• YLKI Indikasi Pemalsuan Masa Berlaku Barang Kemasan

    0

        Kupang, jurnalsumatra.com – Ketua Yayasan Perlindungan Konsumen Indonesia Provinsi Nusa Tenggara Timur (YLKI-NTT) Marthen Mulik memberikan isyarat indikasi pemalsuan label masa berlaku barang kemasan (kedaluarsa) oleh oknum distributor.
    “Kami terima laporan warga ada indikasi (pemalsuan) itu, makanya YLKI sedang lakukan pelacakan dan penelusuran ke sejumlah tempat penjualan,” kata Marthen kepada Antara di Kupang, Senin.
    Menurut dia, modus pemalsuan masa berlaku barang kemasan tentu menjadi langkah keliru dan tidak bertanggung jawab dari para distributor untuk kepentingan memperdagangkan barangnya di saat jelang Idul Fitri ini.
    “Boleh jadi karena sudah habis masa berlakunya, oknum pemilik barang lalu memalsukannya dengan membuat tanda masa berlaku baru. Ini sangat berbahaya bagi konsumen,” katanya.
    Untuk itu masyarakat sebagai konsumen diharap ekstra teliti dan hati-hati dalam membeli barang khusus kemasan dan meneliti benar tanggal kadaluarsa barang tersebut.
    “Jangan-jangan barang yang dibeli justru sudah kadaluarsa dan dibikinkan tanggal yang baru,” katanya.
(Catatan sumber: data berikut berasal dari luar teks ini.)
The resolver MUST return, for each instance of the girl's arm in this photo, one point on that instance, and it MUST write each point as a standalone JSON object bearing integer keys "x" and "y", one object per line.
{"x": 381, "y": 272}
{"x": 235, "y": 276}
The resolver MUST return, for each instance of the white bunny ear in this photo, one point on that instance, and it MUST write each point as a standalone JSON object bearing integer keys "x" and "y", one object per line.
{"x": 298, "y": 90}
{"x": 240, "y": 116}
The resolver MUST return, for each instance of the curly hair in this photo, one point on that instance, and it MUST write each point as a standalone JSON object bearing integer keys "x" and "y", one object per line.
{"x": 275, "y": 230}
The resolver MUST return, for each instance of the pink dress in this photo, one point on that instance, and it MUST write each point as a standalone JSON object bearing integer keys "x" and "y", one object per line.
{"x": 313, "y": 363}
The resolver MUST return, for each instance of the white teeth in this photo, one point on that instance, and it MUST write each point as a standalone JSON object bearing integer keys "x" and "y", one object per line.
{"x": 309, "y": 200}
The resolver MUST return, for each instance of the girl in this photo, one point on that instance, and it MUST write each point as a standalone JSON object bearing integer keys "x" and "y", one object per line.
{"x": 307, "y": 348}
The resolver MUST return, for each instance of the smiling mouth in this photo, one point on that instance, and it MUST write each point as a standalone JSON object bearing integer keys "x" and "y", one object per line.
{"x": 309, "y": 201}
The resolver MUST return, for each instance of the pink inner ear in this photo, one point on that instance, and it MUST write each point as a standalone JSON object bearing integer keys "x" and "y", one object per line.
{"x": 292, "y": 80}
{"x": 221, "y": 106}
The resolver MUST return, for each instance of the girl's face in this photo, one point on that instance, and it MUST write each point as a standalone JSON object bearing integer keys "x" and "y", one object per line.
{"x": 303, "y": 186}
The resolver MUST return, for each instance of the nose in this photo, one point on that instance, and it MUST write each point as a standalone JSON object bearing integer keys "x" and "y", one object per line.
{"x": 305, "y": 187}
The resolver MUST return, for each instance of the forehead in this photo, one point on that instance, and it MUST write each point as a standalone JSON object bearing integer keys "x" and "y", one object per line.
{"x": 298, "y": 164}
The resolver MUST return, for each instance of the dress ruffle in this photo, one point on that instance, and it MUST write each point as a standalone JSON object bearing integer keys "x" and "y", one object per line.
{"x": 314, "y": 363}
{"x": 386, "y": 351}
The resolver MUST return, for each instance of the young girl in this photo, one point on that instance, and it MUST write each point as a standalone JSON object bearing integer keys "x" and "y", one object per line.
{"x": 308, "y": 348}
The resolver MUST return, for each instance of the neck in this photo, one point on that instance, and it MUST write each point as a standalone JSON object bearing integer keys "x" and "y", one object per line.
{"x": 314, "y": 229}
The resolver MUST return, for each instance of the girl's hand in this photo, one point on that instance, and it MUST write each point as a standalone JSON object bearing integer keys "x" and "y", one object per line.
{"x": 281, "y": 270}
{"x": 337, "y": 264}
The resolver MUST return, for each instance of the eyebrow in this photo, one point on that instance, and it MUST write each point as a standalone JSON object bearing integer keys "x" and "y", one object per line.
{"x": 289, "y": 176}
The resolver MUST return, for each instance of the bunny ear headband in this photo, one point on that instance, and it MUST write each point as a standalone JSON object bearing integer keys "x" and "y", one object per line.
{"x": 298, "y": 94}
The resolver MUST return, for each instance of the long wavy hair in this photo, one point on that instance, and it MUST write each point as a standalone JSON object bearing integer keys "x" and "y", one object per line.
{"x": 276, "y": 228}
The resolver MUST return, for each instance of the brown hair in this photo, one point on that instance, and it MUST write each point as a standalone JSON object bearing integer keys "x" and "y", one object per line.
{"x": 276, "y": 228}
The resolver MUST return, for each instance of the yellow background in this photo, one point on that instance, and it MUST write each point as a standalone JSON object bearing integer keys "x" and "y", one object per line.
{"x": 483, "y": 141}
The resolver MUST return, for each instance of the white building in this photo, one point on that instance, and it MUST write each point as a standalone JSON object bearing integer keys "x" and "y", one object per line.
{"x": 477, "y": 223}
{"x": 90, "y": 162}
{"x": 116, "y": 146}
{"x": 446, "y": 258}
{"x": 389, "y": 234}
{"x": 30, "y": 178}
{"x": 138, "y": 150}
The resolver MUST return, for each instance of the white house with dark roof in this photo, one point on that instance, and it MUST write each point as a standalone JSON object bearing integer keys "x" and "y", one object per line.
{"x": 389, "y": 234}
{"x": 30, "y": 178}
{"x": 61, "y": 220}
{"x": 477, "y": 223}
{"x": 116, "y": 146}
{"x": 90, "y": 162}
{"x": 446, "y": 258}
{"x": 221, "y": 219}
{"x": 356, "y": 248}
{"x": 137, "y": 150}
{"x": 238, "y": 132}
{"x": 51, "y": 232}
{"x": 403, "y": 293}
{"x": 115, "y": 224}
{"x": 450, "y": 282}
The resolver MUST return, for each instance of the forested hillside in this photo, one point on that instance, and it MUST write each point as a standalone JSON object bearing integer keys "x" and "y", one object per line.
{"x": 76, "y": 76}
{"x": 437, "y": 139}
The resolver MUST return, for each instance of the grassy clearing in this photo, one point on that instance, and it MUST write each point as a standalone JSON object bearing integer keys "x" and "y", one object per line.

        Jelang hari raya seperti di saat Ramadhan ini, kata Marthen, tentu akan terjadi kenaikan permintaan barang kebutuhan pokok warga, dalam pemenuhannya.
    Dia mengatakan hal itu tentu menjadi momentum menarik bagi para pedagang, karena kepastian akan barang laku terjual sangatlah memungkinkan.
    Dalam konteks itulah, upaya menyimpang bisa jadi dilakukan untuk meraup keuntungan tersebut, untuk itu pembeli diharapkan berhati-hati, agar tidak terjebak dalam permainan kotor oknum pedagang yang mengancam kesehatan dan nyawa konsumen tersebut.
    Sebagai lembaga yang konsen menjaga dan melindungi konsumen dari sejumlah  kemungkinan praktik menyimpang pedagang tersebut, YLKI berharap pemilik barang tidak melakukan hal menyimpang itu.
    “Ini demi perlindungan dan penyelamatan warga selaku konsumen dari dampak buruk mengkonsumsi barang yang sudah kadaluarsa,” katanya.
    Pemerintah daerah dan sejumlah lembaga terkait lainnya diharap bisa bersama-sama melakukan pengawasan ketat untuk menjegal kemungkinan praktik tersebut.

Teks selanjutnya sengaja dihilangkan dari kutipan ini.